The Burglary

I lay low in my van when Mr. and Mrs. Flaherty drive away. I’ve been parked across from their house since 5:30 pm, and now it’s 8:27. Their Buick’s ruby eyes turn onto the main road and I wait five more minutes before twisting my key. The van falls as quiet as the rest of the neighborhood. The elderly couple’s house, garage, and pine tree are all shadows despite several streetlamps. Slipping into the humid August night I walk so nonchalantly—hiding a crowbar in the left sleeve of my hoodie—that anyone would assume I belong. But I still avoid the streetlamps.

 For appearences, I knock right on the front door. I even call out, “Mr. Flaherty? Anyone? You guys around back?” And I walk between the pine and the brick corner as calmly as a man invited to a get-together.

Their backyard is unlit, just one big shadow. My teeth shouldn’t be chattering from a simple job like this—get in, get it, get out—but I notice I have to steady them. A distant baby wails; someone down the street calls their pets; the nearby pine rustles. I take off my hoodie and wrap it around the crowbar. When I smash in the back window, the shards fall to the carpet inside and make no sound.

I climb through: my boots aren’t slowed by the glass razors. I trample them into the white shag of what must be the living room. There are polished wooden bookshelves stuffed with old portraits, maps, and medical textbooks. I set my wrapped crowbar under the biggest shelf, resisting the urge to browse. I just need to find that locket, so I leave the living room with glass crunched into the carpet.

On the second floor I find the master bedroom: it has artsy-fartsy wallpaper patterned like a shifting forest. There’s a bed, two nightstands, and a heavy wood dresser. The nightstand to the left of the bed looks like his stuff, not hers. I check the other nightstand, and find an ornate box. Bingo, I think, and it is a jewelry box—but the specific locket isn’t inside. There must be a unique hiding place. I don’t have high hopes about the dresser but I look through it anyways, probing for anything taped inside. After the last drawer, I sit back and rub my sweaty neck.

I’m about to stand, to go try another room, when I notice a tiny hole in the shifty wallpaper—with no wall beneath it. If I hadn’t been sitting at the dresser I would have missed it.

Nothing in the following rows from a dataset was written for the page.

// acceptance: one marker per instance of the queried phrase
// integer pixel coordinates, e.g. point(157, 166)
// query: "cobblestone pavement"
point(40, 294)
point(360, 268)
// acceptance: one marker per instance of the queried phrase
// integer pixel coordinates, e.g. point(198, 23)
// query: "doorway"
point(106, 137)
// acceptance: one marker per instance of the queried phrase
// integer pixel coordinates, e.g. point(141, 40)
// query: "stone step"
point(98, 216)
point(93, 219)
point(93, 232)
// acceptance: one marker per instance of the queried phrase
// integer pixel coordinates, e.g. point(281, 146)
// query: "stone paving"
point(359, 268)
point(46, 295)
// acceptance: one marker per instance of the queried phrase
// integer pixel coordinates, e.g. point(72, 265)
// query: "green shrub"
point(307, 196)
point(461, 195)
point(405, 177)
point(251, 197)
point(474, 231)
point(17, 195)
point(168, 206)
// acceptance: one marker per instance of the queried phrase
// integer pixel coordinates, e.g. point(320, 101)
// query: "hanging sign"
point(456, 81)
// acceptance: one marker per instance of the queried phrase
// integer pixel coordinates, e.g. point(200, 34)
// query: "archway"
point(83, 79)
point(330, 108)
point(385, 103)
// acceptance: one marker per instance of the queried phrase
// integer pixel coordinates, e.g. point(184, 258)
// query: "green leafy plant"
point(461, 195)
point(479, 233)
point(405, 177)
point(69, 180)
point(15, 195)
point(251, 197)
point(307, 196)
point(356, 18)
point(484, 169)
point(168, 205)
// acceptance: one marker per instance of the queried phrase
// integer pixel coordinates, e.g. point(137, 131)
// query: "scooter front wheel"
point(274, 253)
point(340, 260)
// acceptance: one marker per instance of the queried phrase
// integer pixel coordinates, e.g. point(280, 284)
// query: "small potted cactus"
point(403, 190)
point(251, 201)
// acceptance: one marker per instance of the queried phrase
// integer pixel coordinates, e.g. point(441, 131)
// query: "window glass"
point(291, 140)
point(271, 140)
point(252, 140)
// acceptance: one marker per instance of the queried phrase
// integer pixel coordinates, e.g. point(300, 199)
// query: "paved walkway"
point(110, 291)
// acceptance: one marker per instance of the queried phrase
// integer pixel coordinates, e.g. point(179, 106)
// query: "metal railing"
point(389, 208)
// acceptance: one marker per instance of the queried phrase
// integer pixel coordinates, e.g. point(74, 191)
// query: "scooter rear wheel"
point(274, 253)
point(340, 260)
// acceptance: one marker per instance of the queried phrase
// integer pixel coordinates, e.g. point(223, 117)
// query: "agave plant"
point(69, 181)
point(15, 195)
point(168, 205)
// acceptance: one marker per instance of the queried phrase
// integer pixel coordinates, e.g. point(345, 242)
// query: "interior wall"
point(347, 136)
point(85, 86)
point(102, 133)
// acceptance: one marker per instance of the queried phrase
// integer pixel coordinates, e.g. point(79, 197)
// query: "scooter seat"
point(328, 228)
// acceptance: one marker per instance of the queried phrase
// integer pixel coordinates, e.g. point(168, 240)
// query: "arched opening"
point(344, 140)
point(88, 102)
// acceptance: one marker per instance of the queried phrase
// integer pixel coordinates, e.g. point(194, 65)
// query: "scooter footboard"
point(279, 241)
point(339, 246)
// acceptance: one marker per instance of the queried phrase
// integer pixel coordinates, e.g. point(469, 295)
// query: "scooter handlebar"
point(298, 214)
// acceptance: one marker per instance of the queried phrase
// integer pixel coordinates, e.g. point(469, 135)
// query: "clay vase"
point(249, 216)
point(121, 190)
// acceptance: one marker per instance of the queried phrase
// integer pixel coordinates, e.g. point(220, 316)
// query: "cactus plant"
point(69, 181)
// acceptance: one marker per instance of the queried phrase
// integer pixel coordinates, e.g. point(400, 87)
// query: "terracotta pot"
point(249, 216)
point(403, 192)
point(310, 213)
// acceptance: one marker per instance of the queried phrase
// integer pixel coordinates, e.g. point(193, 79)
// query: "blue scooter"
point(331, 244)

I kneel forwards and peel the paper away… and my eyes grow so wide they almost pop. I wasn’t expecting much, maybe a small hollow, but I’m seeing something I could never have dreamed. I want to dash out of the room, to check the other side of this wall, but I’m glued to the spot. Behind the shifty wallpaper in the Flaherty’s bedroom… is the stone chamber of a castle.

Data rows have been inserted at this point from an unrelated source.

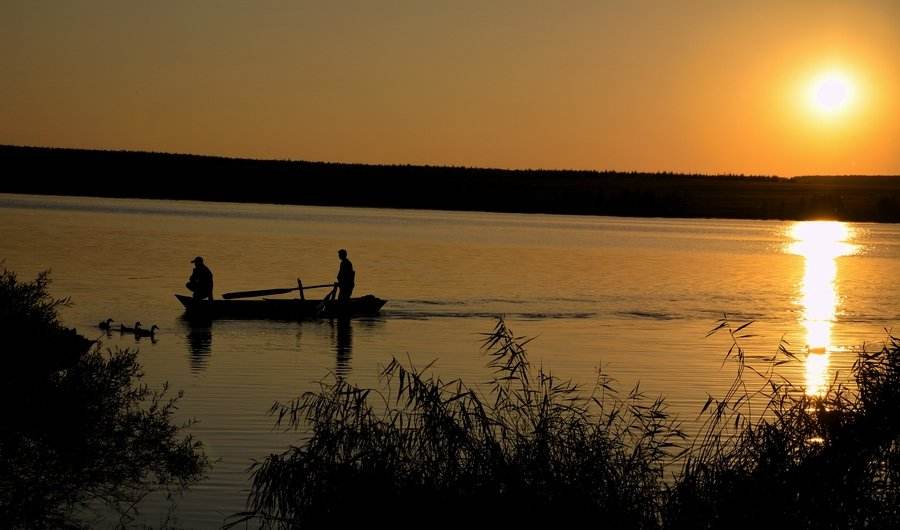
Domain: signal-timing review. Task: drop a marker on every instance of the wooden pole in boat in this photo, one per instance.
(266, 292)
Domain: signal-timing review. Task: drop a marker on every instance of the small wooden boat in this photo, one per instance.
(280, 309)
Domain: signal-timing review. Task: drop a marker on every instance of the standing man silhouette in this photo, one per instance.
(346, 277)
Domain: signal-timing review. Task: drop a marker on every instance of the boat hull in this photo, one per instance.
(278, 309)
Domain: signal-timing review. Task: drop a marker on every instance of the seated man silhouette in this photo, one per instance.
(200, 282)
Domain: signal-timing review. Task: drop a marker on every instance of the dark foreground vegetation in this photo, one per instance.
(81, 438)
(169, 176)
(531, 451)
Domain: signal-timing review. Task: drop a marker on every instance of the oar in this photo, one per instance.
(330, 296)
(266, 292)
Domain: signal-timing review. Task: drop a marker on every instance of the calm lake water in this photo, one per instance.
(636, 296)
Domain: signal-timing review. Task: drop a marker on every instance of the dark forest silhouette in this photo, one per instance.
(192, 177)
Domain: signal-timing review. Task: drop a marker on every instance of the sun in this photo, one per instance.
(831, 92)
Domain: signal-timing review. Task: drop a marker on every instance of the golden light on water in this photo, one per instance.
(820, 243)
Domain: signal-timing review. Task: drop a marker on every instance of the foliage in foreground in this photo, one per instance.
(533, 451)
(800, 461)
(80, 431)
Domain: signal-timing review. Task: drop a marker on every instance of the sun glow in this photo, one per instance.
(820, 243)
(832, 93)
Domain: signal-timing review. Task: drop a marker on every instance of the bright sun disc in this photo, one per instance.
(831, 92)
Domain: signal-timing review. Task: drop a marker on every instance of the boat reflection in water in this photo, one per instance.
(342, 338)
(198, 338)
(820, 243)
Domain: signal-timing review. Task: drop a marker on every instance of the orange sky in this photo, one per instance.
(714, 87)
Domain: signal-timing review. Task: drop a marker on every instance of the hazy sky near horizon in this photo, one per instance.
(699, 86)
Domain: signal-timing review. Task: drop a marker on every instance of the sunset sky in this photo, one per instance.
(763, 87)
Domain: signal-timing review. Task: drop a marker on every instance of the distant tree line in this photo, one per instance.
(173, 176)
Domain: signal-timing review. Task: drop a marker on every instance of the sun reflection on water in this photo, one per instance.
(820, 243)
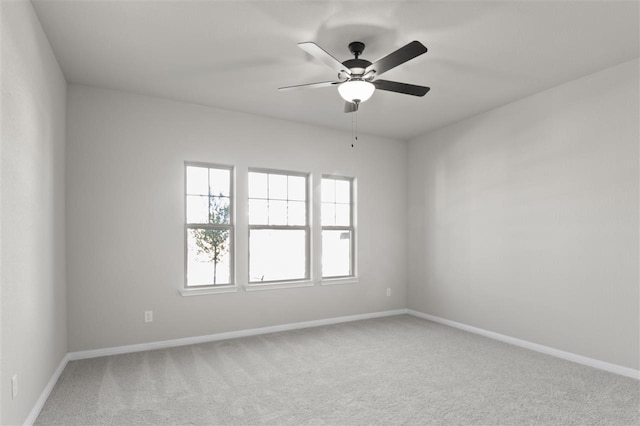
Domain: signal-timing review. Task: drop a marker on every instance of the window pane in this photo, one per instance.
(258, 212)
(328, 190)
(219, 210)
(277, 255)
(297, 188)
(277, 212)
(219, 182)
(336, 253)
(208, 257)
(343, 191)
(328, 214)
(197, 181)
(257, 185)
(342, 215)
(297, 213)
(197, 209)
(277, 187)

Torches light the rough-hewn hall and glitter on valuables spilled across the floor. I can’t pry my eyes from the overflowing chests and urns, but for a moment my boot hesitates to travel from carpet to stone. Then I brush under the flap of wallpaper to examine the hoard. At first I still look for the locket, but before long I’m filling my pockets with sapphires and golden figurines. There’s a crystal the size of my body: inside it I see myself in handcuffs, being roughly thrown into a patrol car. But next to the crystal, on a pile of coins, I’m drawn to a silver serpent ring. I slip it on. Then I find an amulet with coils of lapis lazuli and wear it too. It’s not the locket I’m supposed to find, but it will be more than worth my while.

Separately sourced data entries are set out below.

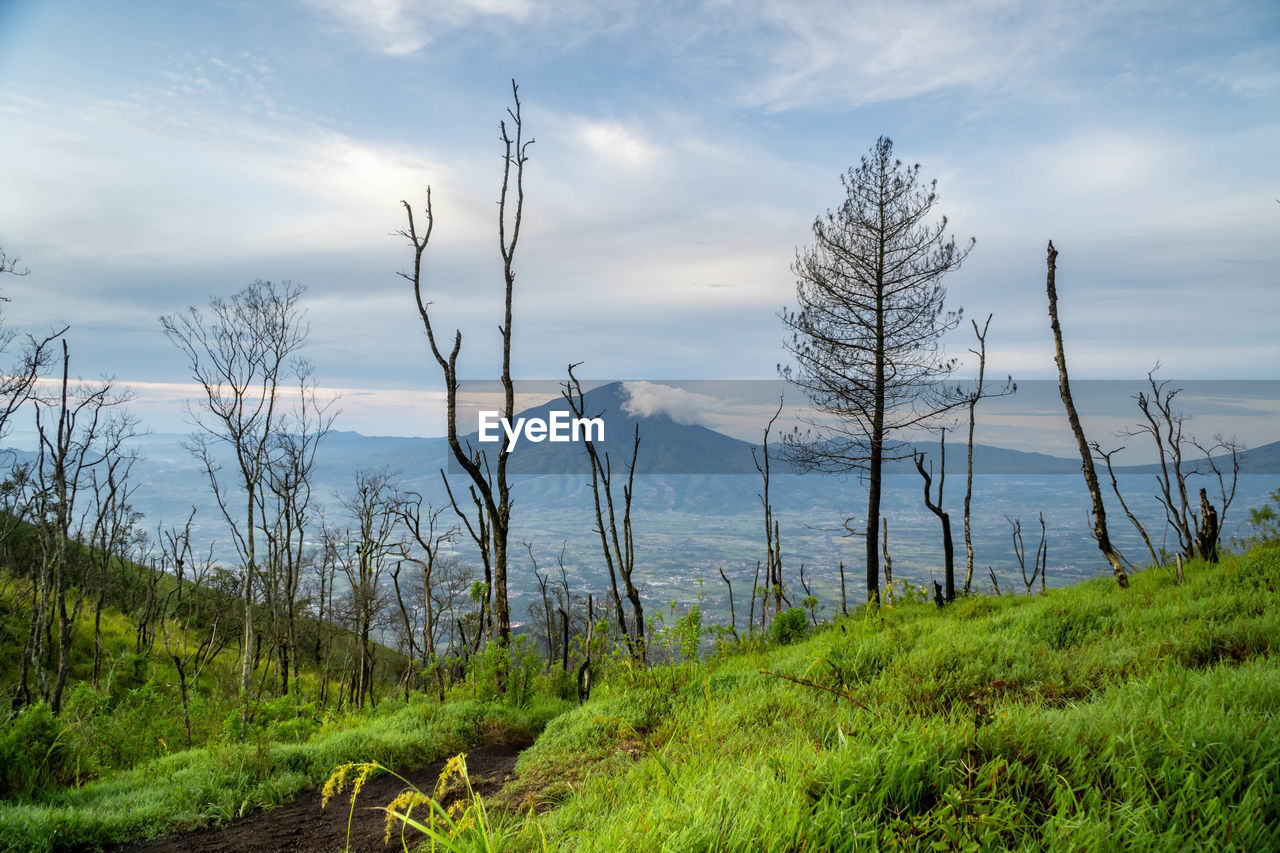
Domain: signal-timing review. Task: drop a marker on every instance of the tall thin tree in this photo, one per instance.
(867, 338)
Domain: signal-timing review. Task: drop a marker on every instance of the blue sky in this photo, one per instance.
(156, 153)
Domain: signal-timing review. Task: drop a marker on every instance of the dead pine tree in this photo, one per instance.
(490, 484)
(867, 338)
(618, 547)
(1041, 560)
(1091, 475)
(978, 393)
(732, 615)
(772, 533)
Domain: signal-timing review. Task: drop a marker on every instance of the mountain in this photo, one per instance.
(666, 446)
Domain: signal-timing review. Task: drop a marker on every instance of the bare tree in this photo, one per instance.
(935, 506)
(867, 338)
(1197, 532)
(620, 553)
(1041, 560)
(286, 511)
(428, 536)
(1091, 475)
(978, 393)
(188, 614)
(369, 547)
(772, 532)
(82, 436)
(240, 352)
(493, 489)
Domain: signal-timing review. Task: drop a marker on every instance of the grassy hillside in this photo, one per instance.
(1084, 719)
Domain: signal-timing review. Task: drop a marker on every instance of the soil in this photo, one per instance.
(302, 826)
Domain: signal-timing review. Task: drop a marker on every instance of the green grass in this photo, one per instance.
(1084, 719)
(223, 781)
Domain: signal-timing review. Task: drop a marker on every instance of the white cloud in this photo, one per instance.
(400, 27)
(648, 398)
(617, 144)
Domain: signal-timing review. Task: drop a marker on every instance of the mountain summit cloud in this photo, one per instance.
(649, 398)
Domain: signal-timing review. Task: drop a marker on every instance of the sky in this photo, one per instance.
(158, 154)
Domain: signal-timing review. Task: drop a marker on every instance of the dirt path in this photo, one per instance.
(302, 826)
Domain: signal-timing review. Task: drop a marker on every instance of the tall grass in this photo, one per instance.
(219, 783)
(1083, 719)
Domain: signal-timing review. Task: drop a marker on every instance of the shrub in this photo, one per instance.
(789, 626)
(32, 751)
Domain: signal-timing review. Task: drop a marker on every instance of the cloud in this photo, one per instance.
(617, 144)
(648, 398)
(401, 27)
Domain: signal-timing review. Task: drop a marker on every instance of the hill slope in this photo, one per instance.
(1084, 719)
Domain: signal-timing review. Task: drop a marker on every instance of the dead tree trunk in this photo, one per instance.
(944, 516)
(1091, 475)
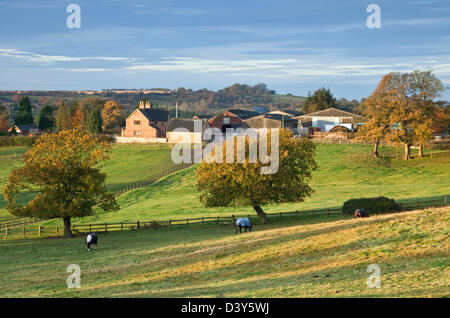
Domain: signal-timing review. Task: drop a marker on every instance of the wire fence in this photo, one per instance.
(33, 231)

Suddenly, iron double-doors crash open, spilling white into the treasure room. Two men stand there in silhouette, pointing jagged spears. One booms, “Who dares disturb the treasury of King Ahaxxa Moloux the Twenty-Seventh?”

I clutch my pockets. I wrap my finger around the amulet’s chain. I try to swear at them but my voice is as noiseless as a hiss from my ring. In a flash I tear back towards the Flaherty’s bedroom—but I can’t find the wallpaper. The walls are all solid stone. And then guards’ earthen hands close on my wrists. One spear digs into the small of my back, threatening to sever my spinal column.

“You are lucky, thief,” says the same guard. “Ahaxxa Moloux the Twenty-Seventh demands imprisonment for burglary! His father the Twenty-Sixth demanded death.” And they both snort with glee.

They strip me of valuables, and clothes, and lead me through the castle. Down secret stairways where braziers burn colors I can’t comprehend, down root-infested shafts where hieroglyphs depict the journey of the soul. And far beneath the deepest cellar they shove me into a tiny iron cage, too small even to stand in. I curl like a fetus, too bewildered to cry, then they bolt me in. The guards rotate a massive crank, and I hear chains rattle. They lower my cage into a bleak abyss. There isn’t room even to crane my neck, but I feel the heat of magma below, and see other cages, moaning, dangling from the dungeon far above.